The test pipeline above includes the following steps:

• Invoke your serverless function with legitimate input in order to verify that the function was deployed and works properly.

• Invoke your serverless function with a sample SQL injection attack payload, which should trigger the PureSec serverless application firewall. If the test succeeds, this means that your serverless function is now protected by PureSec. If this fails, you probably forgot to secure your function with PureSec.

  • Success criteria is defined as follows: if the function returns the string “current time” it means it worked properly.

  • Fail criteria is defined as follows: if the function returns the string “SQLi”, it means that PureSec caught the attack and raised a security exception with the attack_type = SQLi

In order to be able to deploy and test our AWS Lambda function, we will need to configure the following environment variables:

PURESEC_CLIENT_ID = (your PureSec Client ID)
AWS_ACCESS_KEY_ID = (your AWS access key ID)
AWS_SECRET_ACCESS_KEY = (your AWS secret access key)
AWS_DEFAULT_REGION = (your AWS deployment region)
PYENV_VERSION = 3.6

The final step is to actually secure our AWS Lambda function with PureSec. This is done through adding three lines of code (lines 6, 7, and 9 in the screenshot below) in the beginning of our function.

That’s it -- all we have to do now is push some changes to our project, and watch how Codeship does its thing:

Our build finished successfully.

Here’s how the final steps of the test pipeline look in the dashboard:

Now, let’s deploy an insecure function, which contains an over-permissive IAM security policy. It will grant the function unnecessary PutObject permissions on all S3 buckets in the AWS account:

- Effect: Allow
  Action:
  - "s3:PutObject"
  Resource: "arn:aws:s3:*"

The build should fail and return the following security vulnerabilities:

PureSec also goes the extra step and provides insights into the risks involved with these insecure permissions:

Now, let’s deploy our function with the proper IAM roles and permissions. However, we will “forget” to include the PureSec runtime protection library as a dependency, and see what happens to our build.

Looking at the build output, we can see that our sample SQL injection attack managed to reach our application, and no protection was applied.

After the deployment is done properly, PureSec provides unparalleled visibility into your serverless security posture through its SaaS dashboard. This not only flags attacks in near real-time but also provides a cross-account/cross-region inventory of all your deployed serverless functions, their version, runtime information, and whether or not they are secured by PureSec.

Customers may also integrate the PureSec solution with Splunk in order to analyze and perform security forensics when something bad happens.

Serverless applications can easily become the target of application layer attacks, which can lead to devastating outcomes.

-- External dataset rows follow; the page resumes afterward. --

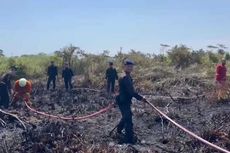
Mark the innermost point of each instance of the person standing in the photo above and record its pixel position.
(22, 90)
(5, 88)
(52, 72)
(124, 101)
(111, 76)
(67, 75)
(221, 78)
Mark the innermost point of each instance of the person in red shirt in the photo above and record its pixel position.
(22, 90)
(221, 78)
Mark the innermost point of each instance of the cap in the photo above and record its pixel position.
(128, 62)
(22, 82)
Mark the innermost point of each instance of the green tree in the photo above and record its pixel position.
(180, 56)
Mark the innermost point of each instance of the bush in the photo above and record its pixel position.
(180, 56)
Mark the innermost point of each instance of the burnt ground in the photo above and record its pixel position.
(190, 107)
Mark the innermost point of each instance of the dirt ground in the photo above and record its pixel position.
(190, 105)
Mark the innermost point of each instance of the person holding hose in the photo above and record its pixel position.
(22, 90)
(67, 75)
(221, 78)
(52, 72)
(5, 88)
(111, 77)
(124, 101)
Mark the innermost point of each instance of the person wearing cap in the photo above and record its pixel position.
(221, 77)
(67, 75)
(111, 76)
(22, 89)
(5, 87)
(52, 72)
(124, 101)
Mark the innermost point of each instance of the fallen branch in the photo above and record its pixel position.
(13, 116)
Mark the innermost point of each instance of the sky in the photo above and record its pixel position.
(34, 26)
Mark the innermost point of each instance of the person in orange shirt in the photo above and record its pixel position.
(22, 90)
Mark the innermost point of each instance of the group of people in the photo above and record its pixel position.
(23, 89)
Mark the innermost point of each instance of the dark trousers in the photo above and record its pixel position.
(126, 121)
(4, 95)
(110, 85)
(53, 80)
(68, 83)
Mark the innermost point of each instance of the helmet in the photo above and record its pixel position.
(22, 82)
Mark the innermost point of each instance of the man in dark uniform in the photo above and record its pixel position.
(5, 88)
(111, 76)
(52, 73)
(67, 74)
(124, 100)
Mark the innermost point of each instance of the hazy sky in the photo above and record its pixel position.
(33, 26)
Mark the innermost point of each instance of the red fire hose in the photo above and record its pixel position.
(189, 132)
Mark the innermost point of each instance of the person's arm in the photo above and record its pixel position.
(116, 76)
(48, 71)
(56, 71)
(106, 74)
(129, 88)
(63, 73)
(71, 73)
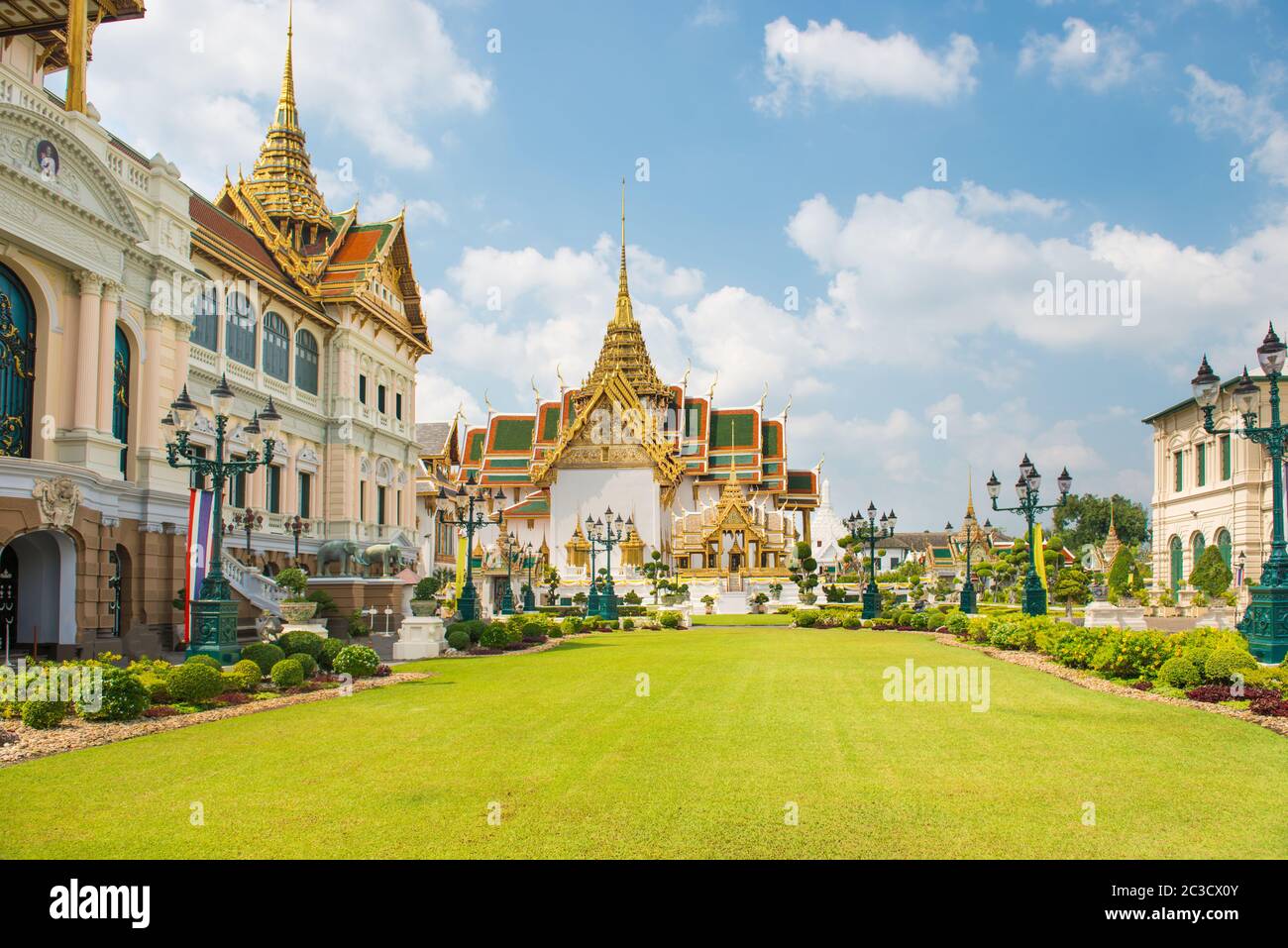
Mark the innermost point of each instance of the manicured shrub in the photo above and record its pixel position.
(287, 674)
(194, 683)
(266, 655)
(307, 664)
(330, 649)
(246, 674)
(359, 661)
(1227, 661)
(1179, 672)
(44, 715)
(296, 642)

Prior to building and deploying serverless projects, you should make sure that your serverless applications are scanned for serverless layer vulnerabilities, insecure IAM permissions, and known issues. In addition, serverless functions should always be protected using a serverless security runtime environment solution, such as the PureSec SSRE.

With a simple hassle-free integration between PureSec and Codeship, you can automate the security of your serverless projects, build, and deploy with piece of mind and confidence that your functions are robust and can withstand any type of serverless application layer attacks.